If there is one thing that connects me with my high school friends, scattered as they are at schools around the East Coast, it is our common appreciation of The Onion. The team behind the satirical weekly (“America’s Finest News Source”) provide us with a steady source of hilarious jabs at the government, acerbic social commentary, and trenchant deconstruction of the mass media.

The wall of my Facebook is dominated by links to articles as recommended by my schoolyard chums. Dispersed happily amid the vast wasteland of unwanted e-mails I find in my inbox every day, I pick out a select handful of notifications that someone has written on my wall. I know that most often each post represents a priceless find by one of my far-off pals, selected from The Onion’s generous 10-year archive.

No modern philosopher or indie rock band can express my consistent alienation from modern American culture as eloquently as The Onion. If you were not aware that Americans are growing fatter by the day, spend almost as much time watching TV as they do working, and suffer from epidemic delusions of grandeur, the satire of The Onion would bring these trends to light as clearly as sociology dissertation. The paper has the added benefit of allowing the reader to remain awake.

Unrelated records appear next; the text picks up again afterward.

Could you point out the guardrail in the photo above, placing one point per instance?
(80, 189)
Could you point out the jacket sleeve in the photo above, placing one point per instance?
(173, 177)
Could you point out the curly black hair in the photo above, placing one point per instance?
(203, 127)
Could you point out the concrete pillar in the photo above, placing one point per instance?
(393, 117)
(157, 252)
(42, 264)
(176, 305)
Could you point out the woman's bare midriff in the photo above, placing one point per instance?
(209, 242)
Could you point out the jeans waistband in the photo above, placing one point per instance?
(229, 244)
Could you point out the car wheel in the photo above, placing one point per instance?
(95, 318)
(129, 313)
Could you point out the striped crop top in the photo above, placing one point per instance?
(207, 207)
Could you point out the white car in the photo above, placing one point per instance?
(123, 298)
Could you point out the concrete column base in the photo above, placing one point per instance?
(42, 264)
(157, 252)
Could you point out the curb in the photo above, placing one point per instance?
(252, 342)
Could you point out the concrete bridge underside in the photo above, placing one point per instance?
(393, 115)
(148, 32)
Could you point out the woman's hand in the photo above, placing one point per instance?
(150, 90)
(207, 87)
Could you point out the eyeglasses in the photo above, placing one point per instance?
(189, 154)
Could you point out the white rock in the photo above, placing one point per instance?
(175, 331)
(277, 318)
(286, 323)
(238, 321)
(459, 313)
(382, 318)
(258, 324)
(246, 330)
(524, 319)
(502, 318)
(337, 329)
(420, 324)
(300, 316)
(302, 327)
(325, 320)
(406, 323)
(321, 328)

The Onion reproduces a page each week from its 1999 book Our Dumb Century: The Onion Presents 100 Years of Headlines from America’s Finest News Source, a retrospective look at the 20th century. Each page is a compilation of articles about the history and pop culture of a specific year in the American century, from the trust-busting days of Teddy Roosevelt to the Rapture on Jan. 1, 2000. The book’s joke ads brilliantly lampoon the evolving standards of decency in America and take to task America’s long-standing obsession with legal spectacles, referring to half a dozen high-profile court cases as the “trial of the century.” Most appealing to me, though, is its angry New Left critique of U.S. foreign policy. Anyone (who happens to be of my political persuasion) can write and angrily rant about the hypocrisy of Woodrow Wilson in entering World War I, but it takes a special kind of cynicism to describe that decision as a move to “make the world safe for corporate oligarchy.” Comic gold.

Almost anything from The Onion will hold my interest, but the best articles are those which are so true-to-life that they cease to be funny and merely make me sad. The most spectacular example is “Bush 2004 Campaign Promises to Restore Honor and Dignity to the White House” (Jan. 28, 2004). After watching the Bush Administration flaunt its promises to repair the Oval Office’s reputation after the scurrility of the Clinton regime, I knew that this would be a very good description of the rhetoric we would all hear in the coming months. Sure enough, the president’s reelection effort parroted the lines written by The Onion’s author for the next nine months. I watched helplessly for the duration of the campaign, looking back frequently at the oh-too-true words printed early in the political process: “After years of false statements and empty promises, it’s time for big changes in Washington.” I laughed, I cried and I devoted myself as a perpetual Onion reader.